(THIS ARTICLE IS COURTESY OF THE CHICAGO TRIBUNE)
China’s Communist Party has always understood the importance of policing its history.
On Friday, it tightened the screws another notch with a new law banning the slander of “heroes and martyrs” – figures drawn from wartime propaganda said to have given their lives in defense of the Communist Party or the nation.
Chinese schoolchildren are taught about the heroic deeds of figures who fought against the Japanese during the World War II, or who gave their lives for the Communist Party in its civil war with the Nationalists. Memorials to some of the most famous dot the country.
Now, it will be illegal to suggest those tales might not be wholly factual.
“Only the official narrative is allowed to exist,” said historian and critic Zhang Lifan. “But ‘What is the historical truth?’ – is not a question we ask now.”
The law is part of a much broader and long-standing attempt by the Communist Party to mold or rewrite history in its interests, that extends from obfuscating the causes and extent of the famine that killed tens of millions of people during the disastrous Great Leap Forward that began in 1958, or the chaos of the Cultural Revolution that followed, through to the determined attempt to erase from history the 1989 pro-democracy movement and subsequent deaths of many demonstrators.
The “Heroes and Martyrs Protection Act” was passed by the Standing Committee of the National People’s Congress, China’s largely rubber-stamp parliament, and goes into effect on May 1. It threatens unspecified “administrative penalties” or even “criminal sanctions” against those who damage memorials or “insult or slander heroes and martyrs.”
Yue Zhongming, a member of the standing committee, told a news conference the law was not intended to restrict academic freedom, but that this should not be used to harm the honor of the nation’s heroes.
“We often say there is no banned area of academic research, while there is a bottom line of law,” he told a news conference.
Zhang, for his part, maintained the law was largely meant to emphasize and protect the legitimacy of the Communist Party, and to tie up the idea of “loving the country” with “loving the party.”
The law was first submitted for deliberation last December, with its final draft expanded to include a provision to punish people who “glorify acts of war or invasion.”
State media said that provision referred to a handful of Chinese who have taken to dressing up in Japanese World War II army uniforms, and photographing themselves at famous wartime sites or memorials.
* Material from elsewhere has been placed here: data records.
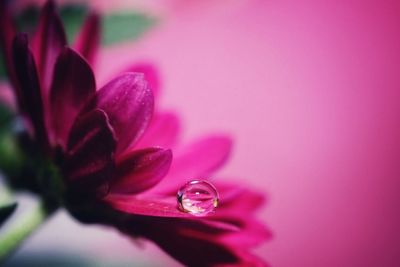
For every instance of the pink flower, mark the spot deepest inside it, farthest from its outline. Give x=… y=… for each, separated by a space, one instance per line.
x=111 y=172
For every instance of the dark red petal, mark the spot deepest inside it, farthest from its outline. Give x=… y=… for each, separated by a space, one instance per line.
x=7 y=34
x=73 y=85
x=196 y=161
x=129 y=105
x=163 y=131
x=88 y=39
x=150 y=74
x=49 y=40
x=89 y=162
x=141 y=169
x=29 y=95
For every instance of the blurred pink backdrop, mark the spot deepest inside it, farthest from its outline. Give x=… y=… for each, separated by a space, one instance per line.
x=310 y=90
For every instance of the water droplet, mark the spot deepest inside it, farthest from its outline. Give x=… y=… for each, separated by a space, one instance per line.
x=197 y=197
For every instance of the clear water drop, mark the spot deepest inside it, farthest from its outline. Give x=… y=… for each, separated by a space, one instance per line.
x=198 y=197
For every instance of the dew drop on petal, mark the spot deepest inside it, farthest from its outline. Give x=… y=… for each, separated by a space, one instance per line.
x=198 y=197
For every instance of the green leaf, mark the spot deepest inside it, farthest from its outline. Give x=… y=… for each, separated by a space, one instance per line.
x=6 y=211
x=119 y=27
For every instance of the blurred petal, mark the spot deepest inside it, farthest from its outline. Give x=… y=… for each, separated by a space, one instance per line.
x=29 y=94
x=129 y=106
x=165 y=209
x=141 y=169
x=88 y=39
x=89 y=162
x=163 y=131
x=197 y=160
x=73 y=85
x=49 y=40
x=150 y=74
x=7 y=34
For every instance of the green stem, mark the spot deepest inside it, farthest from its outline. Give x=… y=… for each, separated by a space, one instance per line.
x=22 y=229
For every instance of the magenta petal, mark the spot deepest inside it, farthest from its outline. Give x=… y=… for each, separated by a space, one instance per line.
x=7 y=34
x=48 y=42
x=150 y=75
x=196 y=161
x=73 y=85
x=88 y=39
x=129 y=105
x=139 y=170
x=166 y=208
x=163 y=131
x=89 y=160
x=29 y=95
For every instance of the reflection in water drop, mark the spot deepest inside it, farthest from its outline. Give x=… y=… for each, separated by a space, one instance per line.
x=197 y=197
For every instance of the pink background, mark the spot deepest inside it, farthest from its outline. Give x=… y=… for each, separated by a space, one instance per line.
x=310 y=90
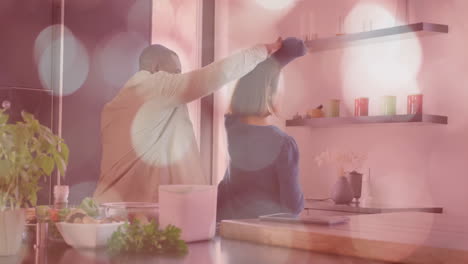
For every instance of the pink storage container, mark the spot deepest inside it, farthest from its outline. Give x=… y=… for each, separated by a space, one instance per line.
x=189 y=207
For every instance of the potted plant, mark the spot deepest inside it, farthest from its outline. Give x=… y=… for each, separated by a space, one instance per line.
x=29 y=152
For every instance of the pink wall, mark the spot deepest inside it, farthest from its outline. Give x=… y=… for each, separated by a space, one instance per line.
x=410 y=165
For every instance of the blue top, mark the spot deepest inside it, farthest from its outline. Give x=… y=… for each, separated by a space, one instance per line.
x=263 y=174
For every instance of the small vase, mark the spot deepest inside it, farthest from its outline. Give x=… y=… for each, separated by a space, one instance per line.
x=342 y=191
x=355 y=180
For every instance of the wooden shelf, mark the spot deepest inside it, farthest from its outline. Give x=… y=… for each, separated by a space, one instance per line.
x=362 y=120
x=392 y=33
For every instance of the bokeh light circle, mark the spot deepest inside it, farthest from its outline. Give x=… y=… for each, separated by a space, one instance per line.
x=117 y=57
x=47 y=58
x=386 y=67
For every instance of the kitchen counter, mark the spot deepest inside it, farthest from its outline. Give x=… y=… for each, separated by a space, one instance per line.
x=216 y=251
x=410 y=237
x=369 y=207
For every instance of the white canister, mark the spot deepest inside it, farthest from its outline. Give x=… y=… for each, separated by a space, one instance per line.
x=192 y=208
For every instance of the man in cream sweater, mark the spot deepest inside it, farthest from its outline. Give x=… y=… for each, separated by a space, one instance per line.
x=147 y=136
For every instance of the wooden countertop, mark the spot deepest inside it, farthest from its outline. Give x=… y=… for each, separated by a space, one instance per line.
x=410 y=237
x=216 y=251
x=369 y=207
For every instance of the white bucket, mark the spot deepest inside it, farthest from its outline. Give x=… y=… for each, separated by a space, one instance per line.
x=192 y=208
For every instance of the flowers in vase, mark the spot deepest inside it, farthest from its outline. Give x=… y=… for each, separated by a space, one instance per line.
x=345 y=160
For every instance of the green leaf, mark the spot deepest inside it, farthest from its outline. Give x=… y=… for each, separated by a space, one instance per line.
x=60 y=163
x=4 y=167
x=47 y=164
x=27 y=116
x=3 y=118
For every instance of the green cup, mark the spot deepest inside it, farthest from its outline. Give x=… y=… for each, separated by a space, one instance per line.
x=388 y=105
x=333 y=108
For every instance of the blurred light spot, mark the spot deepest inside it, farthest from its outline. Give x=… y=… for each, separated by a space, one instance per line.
x=137 y=19
x=47 y=57
x=276 y=4
x=389 y=67
x=163 y=17
x=187 y=20
x=117 y=57
x=188 y=63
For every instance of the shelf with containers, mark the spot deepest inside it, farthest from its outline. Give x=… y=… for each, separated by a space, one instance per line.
x=374 y=36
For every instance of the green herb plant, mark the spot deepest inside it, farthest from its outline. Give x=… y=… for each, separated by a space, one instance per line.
x=90 y=206
x=135 y=237
x=29 y=152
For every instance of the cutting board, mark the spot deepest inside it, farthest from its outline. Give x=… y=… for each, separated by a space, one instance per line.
x=409 y=237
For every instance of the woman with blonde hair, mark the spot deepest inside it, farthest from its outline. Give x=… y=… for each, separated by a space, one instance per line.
x=263 y=175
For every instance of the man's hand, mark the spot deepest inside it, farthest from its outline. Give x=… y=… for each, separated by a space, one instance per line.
x=273 y=47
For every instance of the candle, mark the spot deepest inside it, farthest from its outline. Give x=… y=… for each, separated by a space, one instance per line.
x=388 y=105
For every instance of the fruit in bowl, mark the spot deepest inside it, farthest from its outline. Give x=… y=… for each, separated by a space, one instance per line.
x=80 y=230
x=144 y=212
x=92 y=235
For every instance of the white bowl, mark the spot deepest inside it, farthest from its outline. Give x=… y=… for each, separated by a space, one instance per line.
x=87 y=235
x=130 y=210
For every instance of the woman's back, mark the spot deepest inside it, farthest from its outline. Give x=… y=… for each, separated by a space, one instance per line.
x=262 y=177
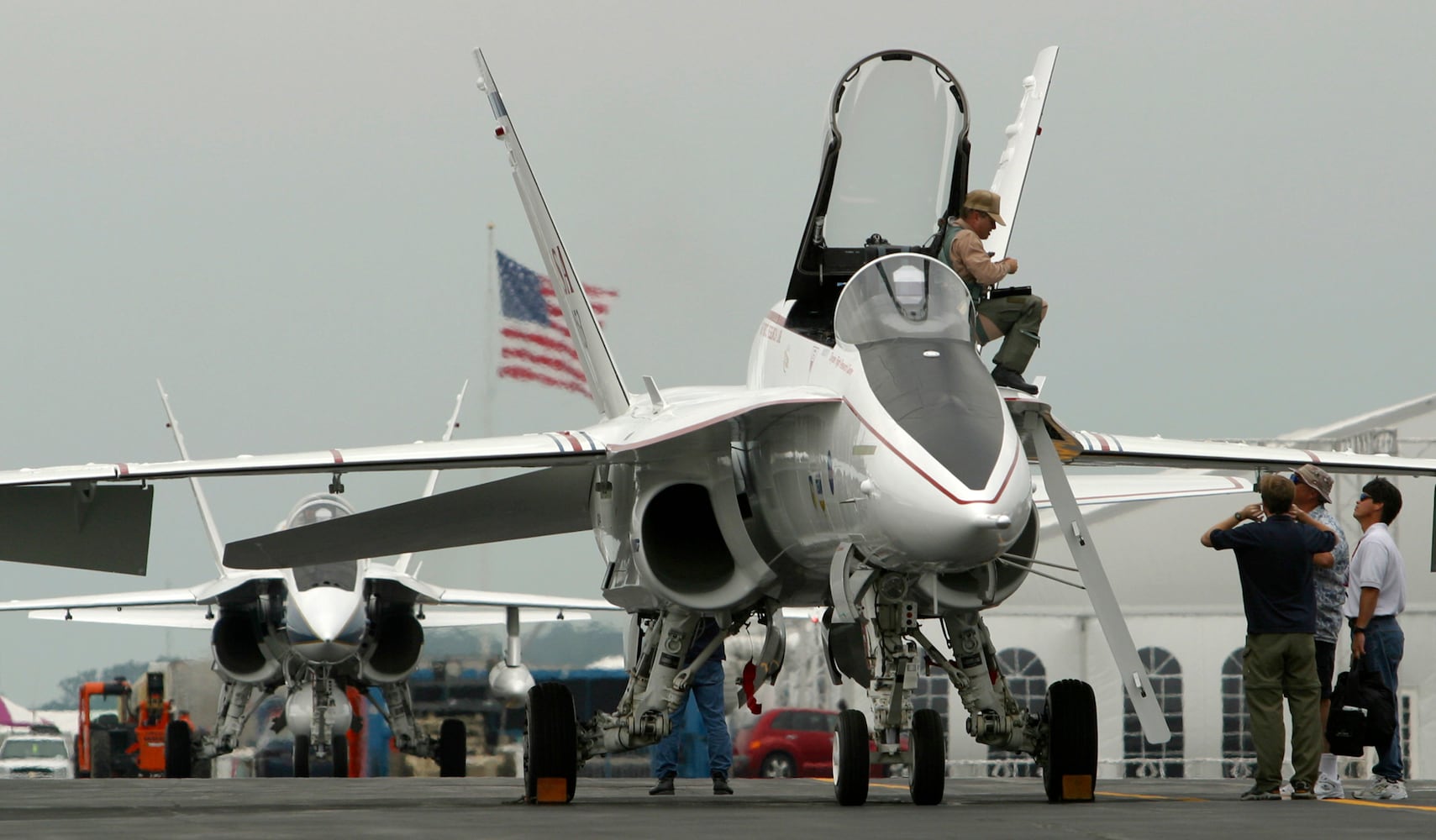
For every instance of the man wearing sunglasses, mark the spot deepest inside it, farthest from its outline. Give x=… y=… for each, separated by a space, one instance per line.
x=1276 y=556
x=1312 y=494
x=1376 y=595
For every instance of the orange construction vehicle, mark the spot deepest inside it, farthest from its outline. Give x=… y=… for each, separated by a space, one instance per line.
x=137 y=738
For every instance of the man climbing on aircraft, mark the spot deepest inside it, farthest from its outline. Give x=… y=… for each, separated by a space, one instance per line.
x=1016 y=316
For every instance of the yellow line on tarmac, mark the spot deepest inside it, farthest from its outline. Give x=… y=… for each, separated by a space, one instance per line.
x=1432 y=809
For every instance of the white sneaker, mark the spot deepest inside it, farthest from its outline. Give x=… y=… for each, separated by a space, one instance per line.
x=1328 y=789
x=1383 y=790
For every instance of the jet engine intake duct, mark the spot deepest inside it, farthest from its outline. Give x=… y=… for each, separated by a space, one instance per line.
x=239 y=647
x=395 y=642
x=682 y=542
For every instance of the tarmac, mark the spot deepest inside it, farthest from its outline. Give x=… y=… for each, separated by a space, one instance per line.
x=621 y=807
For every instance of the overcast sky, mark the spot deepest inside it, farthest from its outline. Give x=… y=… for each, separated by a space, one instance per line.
x=281 y=210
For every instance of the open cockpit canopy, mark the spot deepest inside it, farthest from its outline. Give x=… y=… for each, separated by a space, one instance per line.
x=895 y=163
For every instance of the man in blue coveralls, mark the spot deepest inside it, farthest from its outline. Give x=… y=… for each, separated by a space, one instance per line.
x=707 y=690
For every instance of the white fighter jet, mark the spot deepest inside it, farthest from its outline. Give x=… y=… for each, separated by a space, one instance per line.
x=319 y=631
x=869 y=467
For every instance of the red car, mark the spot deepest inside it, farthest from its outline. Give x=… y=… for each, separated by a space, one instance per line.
x=786 y=743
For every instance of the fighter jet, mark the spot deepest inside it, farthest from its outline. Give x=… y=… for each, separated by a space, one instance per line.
x=869 y=469
x=319 y=631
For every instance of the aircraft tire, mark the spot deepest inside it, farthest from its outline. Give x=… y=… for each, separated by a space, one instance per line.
x=929 y=759
x=301 y=756
x=339 y=753
x=850 y=759
x=453 y=748
x=178 y=750
x=101 y=765
x=1070 y=771
x=550 y=744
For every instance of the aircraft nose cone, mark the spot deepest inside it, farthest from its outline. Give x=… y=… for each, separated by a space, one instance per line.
x=325 y=625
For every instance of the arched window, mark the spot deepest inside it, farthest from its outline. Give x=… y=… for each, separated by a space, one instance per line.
x=1239 y=748
x=1156 y=760
x=1027 y=681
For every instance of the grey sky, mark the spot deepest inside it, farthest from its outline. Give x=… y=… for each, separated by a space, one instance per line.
x=279 y=208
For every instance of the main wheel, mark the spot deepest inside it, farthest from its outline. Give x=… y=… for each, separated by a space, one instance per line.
x=779 y=765
x=453 y=748
x=301 y=756
x=550 y=744
x=339 y=753
x=850 y=759
x=178 y=750
x=929 y=759
x=1070 y=770
x=101 y=765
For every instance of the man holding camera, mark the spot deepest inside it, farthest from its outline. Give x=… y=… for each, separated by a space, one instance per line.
x=1276 y=556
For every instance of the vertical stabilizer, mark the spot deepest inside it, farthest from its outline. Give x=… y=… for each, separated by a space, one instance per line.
x=194 y=484
x=1021 y=135
x=593 y=352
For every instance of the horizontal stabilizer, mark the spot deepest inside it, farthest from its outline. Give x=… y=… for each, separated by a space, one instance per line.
x=103 y=528
x=534 y=504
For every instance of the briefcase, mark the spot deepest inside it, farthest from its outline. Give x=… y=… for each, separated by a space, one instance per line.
x=1363 y=712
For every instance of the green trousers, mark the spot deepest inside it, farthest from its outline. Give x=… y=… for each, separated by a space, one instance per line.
x=1276 y=665
x=1018 y=316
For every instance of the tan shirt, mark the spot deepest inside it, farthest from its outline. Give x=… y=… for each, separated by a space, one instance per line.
x=970 y=259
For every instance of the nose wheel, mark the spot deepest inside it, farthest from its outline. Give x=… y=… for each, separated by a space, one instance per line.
x=850 y=759
x=929 y=759
x=550 y=744
x=1070 y=720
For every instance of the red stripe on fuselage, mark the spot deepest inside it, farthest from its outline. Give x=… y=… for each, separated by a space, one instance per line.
x=919 y=470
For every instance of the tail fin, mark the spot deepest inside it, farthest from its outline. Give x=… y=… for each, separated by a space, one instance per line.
x=1021 y=135
x=402 y=563
x=194 y=484
x=605 y=382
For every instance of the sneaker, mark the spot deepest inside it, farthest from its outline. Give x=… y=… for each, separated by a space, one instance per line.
x=1328 y=789
x=1383 y=790
x=1008 y=378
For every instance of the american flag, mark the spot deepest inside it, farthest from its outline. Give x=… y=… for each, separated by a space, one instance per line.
x=534 y=344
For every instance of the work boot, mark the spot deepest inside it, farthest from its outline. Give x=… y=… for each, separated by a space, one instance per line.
x=1008 y=378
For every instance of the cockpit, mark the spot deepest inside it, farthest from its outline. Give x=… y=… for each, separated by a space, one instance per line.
x=320 y=508
x=909 y=318
x=895 y=167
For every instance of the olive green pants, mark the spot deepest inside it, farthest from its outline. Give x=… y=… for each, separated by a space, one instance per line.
x=1018 y=316
x=1276 y=665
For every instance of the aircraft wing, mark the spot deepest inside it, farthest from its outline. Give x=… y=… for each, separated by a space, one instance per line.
x=202 y=595
x=192 y=617
x=1095 y=449
x=444 y=617
x=534 y=449
x=1091 y=490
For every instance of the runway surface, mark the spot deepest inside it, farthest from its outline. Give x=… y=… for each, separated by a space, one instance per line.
x=487 y=807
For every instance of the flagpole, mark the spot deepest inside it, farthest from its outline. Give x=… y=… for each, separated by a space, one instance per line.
x=494 y=321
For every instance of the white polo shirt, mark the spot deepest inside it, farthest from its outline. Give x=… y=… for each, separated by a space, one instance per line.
x=1377 y=564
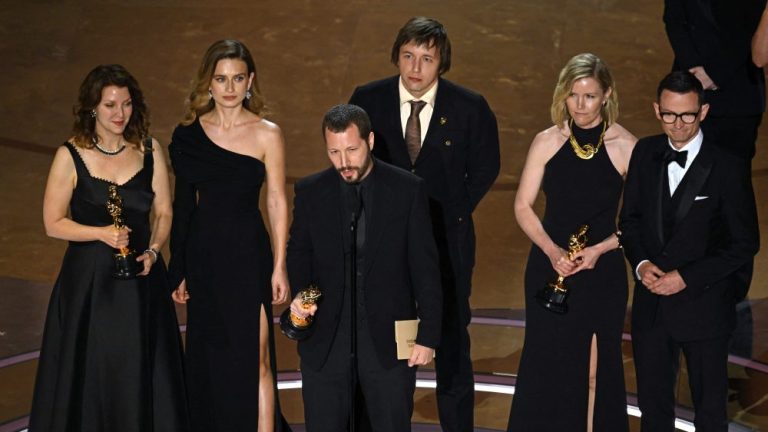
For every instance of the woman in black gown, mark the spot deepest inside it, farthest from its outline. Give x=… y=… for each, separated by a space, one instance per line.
x=111 y=354
x=222 y=263
x=571 y=371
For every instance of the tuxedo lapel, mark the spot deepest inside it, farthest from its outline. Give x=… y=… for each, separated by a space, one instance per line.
x=382 y=207
x=329 y=208
x=694 y=180
x=439 y=118
x=398 y=149
x=660 y=167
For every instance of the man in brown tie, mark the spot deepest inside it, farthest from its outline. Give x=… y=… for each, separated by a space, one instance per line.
x=447 y=135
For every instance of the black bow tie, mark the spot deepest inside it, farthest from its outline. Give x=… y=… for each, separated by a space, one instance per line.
x=670 y=155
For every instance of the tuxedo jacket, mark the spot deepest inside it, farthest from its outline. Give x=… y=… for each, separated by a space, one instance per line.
x=402 y=279
x=714 y=235
x=717 y=34
x=459 y=160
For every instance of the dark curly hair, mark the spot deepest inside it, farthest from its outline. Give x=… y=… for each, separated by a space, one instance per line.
x=94 y=83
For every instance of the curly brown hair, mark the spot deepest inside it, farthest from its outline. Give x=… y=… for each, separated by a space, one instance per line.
x=200 y=102
x=94 y=83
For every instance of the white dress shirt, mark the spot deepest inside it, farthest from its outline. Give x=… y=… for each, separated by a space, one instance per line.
x=675 y=172
x=426 y=113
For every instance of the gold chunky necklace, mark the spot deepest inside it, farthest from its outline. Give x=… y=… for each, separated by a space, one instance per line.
x=587 y=150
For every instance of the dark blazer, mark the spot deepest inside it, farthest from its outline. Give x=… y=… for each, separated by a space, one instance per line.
x=715 y=233
x=717 y=35
x=402 y=279
x=459 y=159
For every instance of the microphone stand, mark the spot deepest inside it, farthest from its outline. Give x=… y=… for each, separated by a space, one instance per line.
x=353 y=313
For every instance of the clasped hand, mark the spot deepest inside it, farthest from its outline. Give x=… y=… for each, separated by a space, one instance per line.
x=581 y=260
x=660 y=282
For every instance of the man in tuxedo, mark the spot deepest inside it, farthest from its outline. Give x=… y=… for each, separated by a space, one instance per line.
x=447 y=135
x=397 y=278
x=690 y=231
x=712 y=39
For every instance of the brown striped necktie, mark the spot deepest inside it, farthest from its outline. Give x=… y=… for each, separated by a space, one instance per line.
x=413 y=130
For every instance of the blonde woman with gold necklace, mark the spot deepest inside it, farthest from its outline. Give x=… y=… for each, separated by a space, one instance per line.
x=571 y=371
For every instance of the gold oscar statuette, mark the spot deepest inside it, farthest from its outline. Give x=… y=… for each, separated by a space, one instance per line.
x=553 y=296
x=126 y=266
x=296 y=327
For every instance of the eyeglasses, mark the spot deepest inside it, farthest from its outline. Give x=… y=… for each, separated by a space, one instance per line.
x=687 y=118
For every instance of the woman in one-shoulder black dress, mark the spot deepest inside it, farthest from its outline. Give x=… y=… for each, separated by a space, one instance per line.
x=571 y=370
x=222 y=262
x=111 y=358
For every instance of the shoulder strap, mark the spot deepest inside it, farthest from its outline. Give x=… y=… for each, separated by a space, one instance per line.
x=80 y=168
x=148 y=157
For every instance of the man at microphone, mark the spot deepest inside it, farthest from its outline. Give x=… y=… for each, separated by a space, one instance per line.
x=397 y=279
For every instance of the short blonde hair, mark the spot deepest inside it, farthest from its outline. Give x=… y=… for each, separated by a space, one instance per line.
x=584 y=65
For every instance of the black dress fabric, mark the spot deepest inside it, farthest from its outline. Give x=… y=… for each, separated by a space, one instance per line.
x=221 y=247
x=552 y=386
x=111 y=357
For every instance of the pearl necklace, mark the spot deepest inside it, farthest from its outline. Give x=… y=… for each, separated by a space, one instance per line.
x=102 y=150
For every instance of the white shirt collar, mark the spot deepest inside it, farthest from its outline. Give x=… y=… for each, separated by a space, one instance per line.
x=405 y=96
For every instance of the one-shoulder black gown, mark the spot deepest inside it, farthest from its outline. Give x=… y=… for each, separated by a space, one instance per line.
x=111 y=357
x=552 y=386
x=221 y=247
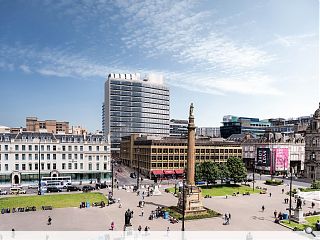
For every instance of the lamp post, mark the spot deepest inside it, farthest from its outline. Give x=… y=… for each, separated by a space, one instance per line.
x=290 y=192
x=183 y=202
x=138 y=174
x=39 y=177
x=254 y=168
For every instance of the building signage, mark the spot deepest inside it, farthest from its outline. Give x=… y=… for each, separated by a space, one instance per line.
x=263 y=157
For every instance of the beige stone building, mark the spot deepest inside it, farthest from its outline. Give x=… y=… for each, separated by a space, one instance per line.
x=167 y=157
x=312 y=150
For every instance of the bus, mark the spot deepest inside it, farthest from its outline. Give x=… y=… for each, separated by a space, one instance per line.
x=59 y=182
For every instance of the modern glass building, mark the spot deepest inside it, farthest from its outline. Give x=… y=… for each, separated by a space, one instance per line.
x=135 y=105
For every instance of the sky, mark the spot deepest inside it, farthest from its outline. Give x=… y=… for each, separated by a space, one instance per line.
x=253 y=58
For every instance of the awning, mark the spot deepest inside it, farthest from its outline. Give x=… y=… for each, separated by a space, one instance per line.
x=157 y=172
x=179 y=171
x=168 y=172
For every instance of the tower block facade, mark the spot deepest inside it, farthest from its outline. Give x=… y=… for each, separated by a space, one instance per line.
x=190 y=200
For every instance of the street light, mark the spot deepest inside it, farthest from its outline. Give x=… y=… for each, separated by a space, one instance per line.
x=138 y=175
x=290 y=192
x=254 y=168
x=112 y=176
x=39 y=178
x=183 y=202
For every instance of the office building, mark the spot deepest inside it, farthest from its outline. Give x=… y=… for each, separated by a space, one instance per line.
x=135 y=105
x=157 y=156
x=238 y=125
x=312 y=156
x=208 y=132
x=274 y=153
x=178 y=128
x=84 y=157
x=50 y=126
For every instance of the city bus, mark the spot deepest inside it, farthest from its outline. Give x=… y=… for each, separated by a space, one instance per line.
x=59 y=182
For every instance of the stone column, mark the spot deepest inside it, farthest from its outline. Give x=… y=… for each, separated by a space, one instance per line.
x=191 y=148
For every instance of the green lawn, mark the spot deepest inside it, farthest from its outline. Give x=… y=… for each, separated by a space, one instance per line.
x=311 y=221
x=55 y=200
x=223 y=190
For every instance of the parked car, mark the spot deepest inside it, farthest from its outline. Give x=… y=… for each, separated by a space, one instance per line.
x=3 y=192
x=87 y=188
x=72 y=188
x=53 y=189
x=17 y=190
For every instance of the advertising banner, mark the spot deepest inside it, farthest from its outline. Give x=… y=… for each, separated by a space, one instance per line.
x=263 y=157
x=281 y=158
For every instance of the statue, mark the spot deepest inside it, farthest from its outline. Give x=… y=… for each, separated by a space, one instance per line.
x=127 y=217
x=299 y=203
x=191 y=110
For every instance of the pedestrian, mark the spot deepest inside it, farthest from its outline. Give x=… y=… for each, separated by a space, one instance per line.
x=112 y=226
x=49 y=220
x=275 y=213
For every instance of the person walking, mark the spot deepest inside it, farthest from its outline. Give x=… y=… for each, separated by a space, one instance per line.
x=49 y=220
x=112 y=226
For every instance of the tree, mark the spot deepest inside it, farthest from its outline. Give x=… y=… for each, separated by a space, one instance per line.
x=237 y=169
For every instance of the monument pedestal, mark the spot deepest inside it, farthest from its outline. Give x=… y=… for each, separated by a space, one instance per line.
x=298 y=216
x=192 y=201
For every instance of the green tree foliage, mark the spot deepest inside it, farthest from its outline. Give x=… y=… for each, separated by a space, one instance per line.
x=237 y=169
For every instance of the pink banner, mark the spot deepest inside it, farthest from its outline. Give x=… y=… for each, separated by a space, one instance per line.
x=281 y=157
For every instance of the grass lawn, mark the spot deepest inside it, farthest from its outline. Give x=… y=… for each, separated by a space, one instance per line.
x=311 y=221
x=223 y=190
x=55 y=200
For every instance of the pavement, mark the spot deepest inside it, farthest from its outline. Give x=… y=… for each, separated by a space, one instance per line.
x=246 y=214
The so-called “spiritually Japanese” movement is thought to be a small group of people fascinated with that country’s war-era militarism: a group that Foreign Minister Wang Yi referred to as “scum” at a recent news conference.
But the law’s genesis lies in the protection of the Communist Party’s version of history, experts say.
“In recent years, a few people in China have slandered or derogated heroes and martyrs via the Internet, magazines and other media in the name of ‘academic freedom,’ ‘restoring history’ or ‘probing into details,’ which provoked anger from all walks of life,” state news agency Xinhua wrote.
In 2016, for example, historian Hong Zhenkuai was ordered by a court to issue a public apology after questioning the veracity of the much celebrated tale of the “five heroes of Langya Mountain” in which five Communist soldiers killed dozens of Japanese soldiers before leaping off the mountain shouting “long live the Community Party,” rather than surrender.
The pressure to sanitize history has intensified under President Xi Jinping, who has repeatedly warned about what he calls “historical nihilism,” a term that essentially means any attempt to question the Communist Party’s glorious account of its own past.
China also passed a law last year threatening 15 days in detention for any disrespect of its national anthem, the March of the Volunteers, a law that is now being extended to cover Hong Kong after fans there booed the anthem at international football matches.
One historian, who declined to be named for fear of inviting problems with the authorities, said there was growing pressure on his profession within China, with public security officials warning historians not to write anything critical about any aspect of history since the 1949 Communist takeover, under the threat of losing jobs, pensions or access to social services, for them and their family members.
Perry Link, Chancellorial Chair at the University of California at Riverside and Emeritus Professor of East Asian Studies at Princeton, said the law’s main aim is to protect the Communist Party’s version of history.
“We should also note that protecting history has nothing to do with empathy for people in a bygone time and everything to do with maintaining the party’s power and control today,” he wrote in an email.
Link cited the writings of Liu Xiaobo, China’s Nobel Peace Prize-winning pro-democracy activist who died in captivity last year, noting the inspiration he drew from people such as Lin Zhao, Yu Luoke and Zhang Zhixin – all of whom were executed during China’s Cultural Revolution “for expressing truths the party did not want to hear,” Link wrote.
“The fact that the present law will have nothing to do with protecting the reputations of those (true) martyrs says all one needs to know about the purpose of the law,” Link wrote.
The Washington Post’s Shirley Feng contributed to this report.